Enquanto elas perdem espaço no governo de Lula, ele também vai decaindo diante a aprovação feminina. "O Lula falou muito que o Bolsonaro não dava atenção para as minorias e no governo dele isso acabou não funcionando. O que acabou prevalecendo foi essa "anti-comunicação", em que os discursos não conversavam com as ações", avalia Cioccari.
Como Lula deve lidar com os índices?
A pesquisa mostrou que o presidente só possui uma prevalência de aprovação entre o perfil de cidadãos que votaram nele em 2022, majoritariamente representados por moradores da região Nordeste e que recebem até dois salários mínimos.
Para a doutora em Ciências Políticas Deysi Cioccari, ainda que possa existir mudanças em algumas estratégias, os discursos de Lula ainda não devem perder o foco em seu tradicional eleitorado. "O presidente me parece mais irredutível nesse mandato. Talvez haja uma readequação na comunicação geral, mas nos discursos eu não acredito", pontua a especialista.
Em um exemplo da análise feita pela especialista, horas após a divulgação da pesquisa, Lula recebeu o primeiro-ministro da Espanha, Pedro Sánchez, em Brasília para uma série de reuniões. Em coletiva de imprensa após agenda ao lado do espanhol, Lula voltou a fazer acenos à ditadura de Nicolás Maduro na Venezuela.
Pesquisa aponta para queda contínua na popularidade do presidente desde agosto
O levantamento mostrou que 51% dos entrevistados aprovam o governo do petista e 46% desaprovam. O resultado, contudo, indica queda na popularidade do presidente em relação à pesquisa da mesma consultoria realizada em dezembro de 2023. No levantamento feito em agosto de 2023 meses, 60% dos entrevistados disseram que aprovavam o trabalho executado por Lula e 35% reprovavam.
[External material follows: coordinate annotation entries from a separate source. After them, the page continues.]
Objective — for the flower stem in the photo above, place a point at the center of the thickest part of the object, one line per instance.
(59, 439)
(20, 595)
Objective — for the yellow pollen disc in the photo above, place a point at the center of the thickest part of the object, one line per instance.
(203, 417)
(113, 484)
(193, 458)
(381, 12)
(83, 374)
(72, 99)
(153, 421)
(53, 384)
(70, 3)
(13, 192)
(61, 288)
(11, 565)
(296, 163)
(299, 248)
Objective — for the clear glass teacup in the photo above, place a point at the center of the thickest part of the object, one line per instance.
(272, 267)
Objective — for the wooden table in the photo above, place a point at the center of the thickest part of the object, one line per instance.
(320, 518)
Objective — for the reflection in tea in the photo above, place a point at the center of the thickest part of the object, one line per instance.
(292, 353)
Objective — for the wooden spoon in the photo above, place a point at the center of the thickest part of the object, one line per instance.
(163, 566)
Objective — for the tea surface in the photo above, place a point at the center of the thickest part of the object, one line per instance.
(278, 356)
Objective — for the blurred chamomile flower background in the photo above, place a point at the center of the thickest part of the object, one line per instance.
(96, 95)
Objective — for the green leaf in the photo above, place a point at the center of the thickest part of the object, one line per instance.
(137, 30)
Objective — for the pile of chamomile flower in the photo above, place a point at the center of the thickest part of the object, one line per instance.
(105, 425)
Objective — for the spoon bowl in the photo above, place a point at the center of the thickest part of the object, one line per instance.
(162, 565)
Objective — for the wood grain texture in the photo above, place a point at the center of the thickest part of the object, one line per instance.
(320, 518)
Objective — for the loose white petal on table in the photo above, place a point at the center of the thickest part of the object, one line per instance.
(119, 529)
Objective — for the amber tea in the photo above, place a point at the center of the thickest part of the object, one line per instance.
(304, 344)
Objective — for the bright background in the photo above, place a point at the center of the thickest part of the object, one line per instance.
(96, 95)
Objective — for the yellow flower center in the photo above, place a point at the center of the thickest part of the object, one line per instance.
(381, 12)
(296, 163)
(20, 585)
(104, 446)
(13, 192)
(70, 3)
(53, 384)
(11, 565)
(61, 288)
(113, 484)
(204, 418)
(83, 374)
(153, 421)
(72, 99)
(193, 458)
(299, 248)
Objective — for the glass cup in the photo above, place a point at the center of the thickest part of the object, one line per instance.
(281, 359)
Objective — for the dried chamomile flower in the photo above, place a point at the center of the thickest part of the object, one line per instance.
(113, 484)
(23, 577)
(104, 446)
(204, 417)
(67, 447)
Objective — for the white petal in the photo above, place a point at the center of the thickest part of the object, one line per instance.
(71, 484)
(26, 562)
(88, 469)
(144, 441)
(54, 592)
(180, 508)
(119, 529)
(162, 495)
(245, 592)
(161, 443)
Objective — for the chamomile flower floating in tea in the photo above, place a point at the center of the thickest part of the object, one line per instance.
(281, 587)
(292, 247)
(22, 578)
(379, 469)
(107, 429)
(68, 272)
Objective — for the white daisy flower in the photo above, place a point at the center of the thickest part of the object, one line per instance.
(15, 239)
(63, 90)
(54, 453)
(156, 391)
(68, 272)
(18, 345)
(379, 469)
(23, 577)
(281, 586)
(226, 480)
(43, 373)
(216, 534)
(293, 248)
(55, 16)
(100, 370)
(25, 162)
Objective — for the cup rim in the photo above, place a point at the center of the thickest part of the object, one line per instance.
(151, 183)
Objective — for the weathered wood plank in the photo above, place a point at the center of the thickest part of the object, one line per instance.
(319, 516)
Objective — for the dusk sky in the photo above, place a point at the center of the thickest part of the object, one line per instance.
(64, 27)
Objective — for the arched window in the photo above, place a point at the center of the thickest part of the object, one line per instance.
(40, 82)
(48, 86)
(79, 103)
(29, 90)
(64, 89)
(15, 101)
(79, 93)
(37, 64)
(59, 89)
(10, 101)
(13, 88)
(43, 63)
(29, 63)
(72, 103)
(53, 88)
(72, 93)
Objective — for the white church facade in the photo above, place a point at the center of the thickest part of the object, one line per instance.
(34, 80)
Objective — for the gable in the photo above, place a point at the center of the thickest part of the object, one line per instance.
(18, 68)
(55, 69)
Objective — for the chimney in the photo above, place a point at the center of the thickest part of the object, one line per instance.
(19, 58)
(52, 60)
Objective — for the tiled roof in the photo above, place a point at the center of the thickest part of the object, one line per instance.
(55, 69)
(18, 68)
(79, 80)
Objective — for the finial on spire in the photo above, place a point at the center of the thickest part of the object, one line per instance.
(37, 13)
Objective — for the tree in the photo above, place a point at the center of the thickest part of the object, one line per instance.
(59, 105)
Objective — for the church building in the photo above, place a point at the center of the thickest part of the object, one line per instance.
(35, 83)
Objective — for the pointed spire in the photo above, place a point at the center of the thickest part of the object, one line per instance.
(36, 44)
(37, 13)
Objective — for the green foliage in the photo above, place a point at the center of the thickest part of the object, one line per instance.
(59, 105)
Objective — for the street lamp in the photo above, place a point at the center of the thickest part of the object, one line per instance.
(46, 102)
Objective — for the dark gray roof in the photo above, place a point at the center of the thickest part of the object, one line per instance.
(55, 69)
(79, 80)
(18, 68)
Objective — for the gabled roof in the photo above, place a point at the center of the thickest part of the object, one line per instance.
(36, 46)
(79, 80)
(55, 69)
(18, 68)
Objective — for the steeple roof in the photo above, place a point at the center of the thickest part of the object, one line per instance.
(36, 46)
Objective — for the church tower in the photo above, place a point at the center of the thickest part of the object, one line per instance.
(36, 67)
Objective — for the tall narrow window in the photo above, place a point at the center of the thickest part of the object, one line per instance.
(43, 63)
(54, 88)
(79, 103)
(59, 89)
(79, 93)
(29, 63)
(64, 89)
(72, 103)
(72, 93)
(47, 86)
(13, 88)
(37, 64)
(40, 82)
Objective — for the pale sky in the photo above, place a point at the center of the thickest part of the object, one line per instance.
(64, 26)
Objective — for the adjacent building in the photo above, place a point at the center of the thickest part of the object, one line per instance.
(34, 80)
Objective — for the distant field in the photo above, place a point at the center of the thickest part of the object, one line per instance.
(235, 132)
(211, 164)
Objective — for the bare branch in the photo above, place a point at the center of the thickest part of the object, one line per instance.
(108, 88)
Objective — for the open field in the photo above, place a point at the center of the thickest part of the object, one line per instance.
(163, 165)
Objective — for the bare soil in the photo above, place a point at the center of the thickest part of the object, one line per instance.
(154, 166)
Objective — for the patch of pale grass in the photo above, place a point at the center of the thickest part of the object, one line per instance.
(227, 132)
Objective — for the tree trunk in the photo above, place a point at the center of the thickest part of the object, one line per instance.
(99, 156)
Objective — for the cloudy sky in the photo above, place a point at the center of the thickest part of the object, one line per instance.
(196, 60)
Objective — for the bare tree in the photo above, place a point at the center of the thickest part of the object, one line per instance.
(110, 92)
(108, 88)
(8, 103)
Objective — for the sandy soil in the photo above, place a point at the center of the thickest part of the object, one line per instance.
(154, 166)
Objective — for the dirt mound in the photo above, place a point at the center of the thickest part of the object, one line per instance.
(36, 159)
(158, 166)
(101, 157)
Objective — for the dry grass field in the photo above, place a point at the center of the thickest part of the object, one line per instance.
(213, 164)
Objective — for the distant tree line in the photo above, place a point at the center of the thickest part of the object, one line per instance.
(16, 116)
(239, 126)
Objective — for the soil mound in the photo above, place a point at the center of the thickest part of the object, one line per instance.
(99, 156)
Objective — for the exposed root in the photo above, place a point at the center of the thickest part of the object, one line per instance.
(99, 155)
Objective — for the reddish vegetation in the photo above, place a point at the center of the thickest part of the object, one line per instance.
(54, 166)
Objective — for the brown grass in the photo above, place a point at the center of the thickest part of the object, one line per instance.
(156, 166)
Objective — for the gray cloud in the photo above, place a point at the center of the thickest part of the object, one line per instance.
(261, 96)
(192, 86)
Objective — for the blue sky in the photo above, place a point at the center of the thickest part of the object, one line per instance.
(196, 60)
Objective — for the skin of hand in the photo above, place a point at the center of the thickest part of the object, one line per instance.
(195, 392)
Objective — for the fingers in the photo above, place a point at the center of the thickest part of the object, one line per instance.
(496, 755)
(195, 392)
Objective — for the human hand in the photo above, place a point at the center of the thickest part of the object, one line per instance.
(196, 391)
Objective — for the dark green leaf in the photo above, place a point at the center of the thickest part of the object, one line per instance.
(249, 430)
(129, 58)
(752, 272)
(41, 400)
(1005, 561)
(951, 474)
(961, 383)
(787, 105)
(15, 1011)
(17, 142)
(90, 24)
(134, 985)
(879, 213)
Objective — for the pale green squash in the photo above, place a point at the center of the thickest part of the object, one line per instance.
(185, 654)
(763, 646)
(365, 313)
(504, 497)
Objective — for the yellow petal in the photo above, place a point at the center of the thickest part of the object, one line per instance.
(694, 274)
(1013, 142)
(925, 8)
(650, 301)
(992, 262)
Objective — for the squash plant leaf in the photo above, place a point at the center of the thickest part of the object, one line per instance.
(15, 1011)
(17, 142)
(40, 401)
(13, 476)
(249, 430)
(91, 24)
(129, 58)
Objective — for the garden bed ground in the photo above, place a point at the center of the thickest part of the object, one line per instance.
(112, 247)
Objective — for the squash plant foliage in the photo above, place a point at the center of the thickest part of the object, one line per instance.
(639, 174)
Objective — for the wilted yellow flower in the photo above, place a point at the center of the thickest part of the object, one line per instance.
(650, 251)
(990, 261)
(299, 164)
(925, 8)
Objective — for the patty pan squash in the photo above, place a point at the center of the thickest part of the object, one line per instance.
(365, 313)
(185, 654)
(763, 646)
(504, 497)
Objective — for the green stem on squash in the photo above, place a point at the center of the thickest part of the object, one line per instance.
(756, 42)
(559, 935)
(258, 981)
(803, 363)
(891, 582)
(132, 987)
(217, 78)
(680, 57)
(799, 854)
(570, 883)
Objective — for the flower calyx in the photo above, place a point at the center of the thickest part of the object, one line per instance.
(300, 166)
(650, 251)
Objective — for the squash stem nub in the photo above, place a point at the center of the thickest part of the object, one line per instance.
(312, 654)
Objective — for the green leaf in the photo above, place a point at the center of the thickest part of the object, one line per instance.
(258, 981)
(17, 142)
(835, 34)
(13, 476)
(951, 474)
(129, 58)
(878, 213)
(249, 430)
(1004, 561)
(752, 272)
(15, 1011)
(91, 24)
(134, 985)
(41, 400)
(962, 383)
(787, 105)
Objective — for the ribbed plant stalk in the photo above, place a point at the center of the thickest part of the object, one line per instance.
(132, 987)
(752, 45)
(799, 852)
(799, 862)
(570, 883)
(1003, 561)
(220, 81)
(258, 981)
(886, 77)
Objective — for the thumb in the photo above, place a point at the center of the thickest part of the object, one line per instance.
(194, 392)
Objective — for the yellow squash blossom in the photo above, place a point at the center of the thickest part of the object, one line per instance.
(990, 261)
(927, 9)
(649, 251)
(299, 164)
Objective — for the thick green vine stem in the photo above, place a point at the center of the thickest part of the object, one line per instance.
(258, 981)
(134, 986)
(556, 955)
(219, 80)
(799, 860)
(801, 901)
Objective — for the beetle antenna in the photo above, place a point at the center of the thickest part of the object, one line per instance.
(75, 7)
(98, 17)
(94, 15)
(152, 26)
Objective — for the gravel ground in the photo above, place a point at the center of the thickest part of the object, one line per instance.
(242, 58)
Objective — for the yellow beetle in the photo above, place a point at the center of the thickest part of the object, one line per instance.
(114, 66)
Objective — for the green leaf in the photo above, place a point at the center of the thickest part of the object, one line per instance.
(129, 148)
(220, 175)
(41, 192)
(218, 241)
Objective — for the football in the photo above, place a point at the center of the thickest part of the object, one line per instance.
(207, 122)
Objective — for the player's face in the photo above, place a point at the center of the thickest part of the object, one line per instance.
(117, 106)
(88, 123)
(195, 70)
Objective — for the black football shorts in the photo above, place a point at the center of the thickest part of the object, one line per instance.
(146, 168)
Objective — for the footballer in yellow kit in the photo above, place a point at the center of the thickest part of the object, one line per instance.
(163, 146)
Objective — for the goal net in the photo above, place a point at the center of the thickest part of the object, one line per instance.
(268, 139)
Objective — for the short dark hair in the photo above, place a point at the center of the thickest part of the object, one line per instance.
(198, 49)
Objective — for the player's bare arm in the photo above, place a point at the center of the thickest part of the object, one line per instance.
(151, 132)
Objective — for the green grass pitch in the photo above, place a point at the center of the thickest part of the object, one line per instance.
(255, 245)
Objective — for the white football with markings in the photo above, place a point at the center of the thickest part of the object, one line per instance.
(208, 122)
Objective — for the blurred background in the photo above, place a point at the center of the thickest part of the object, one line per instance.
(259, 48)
"A pesquisa mostram, desde agosto, um crescimento contínuo na piora da avaliação e simultaneamente uma queda na avaliação positiva", diz Cerqueira.
"O que ainda está sustentando o percentual de avaliação positiva do trabalho de Lula e seu governo são dois grupos bem segmentados: aqueles idosos de 60 anos ou mais em que prevalece uma avaliação mais positiva; e aqueles que têm uma renda mais baixa e com um nível de instrução mais baixo, até o ensino fundamental. Nos demais segmentos, prevalece a avaliação negativa", pontua o professor do Ibmec.
Metodologia da pesquisa
O levantamento foi realizado pelos institutos Genial e Quaest e ouviu, em formato presencial, duas mil pessoas, entre os dias 25 a 27 de fevereiro de 2024. As entrevistas foram feitas em 120 cidades de todas as regiões do país. A margem de erro é de 2,2 pontos percentuais e o nível de confiabilidade é de 95%.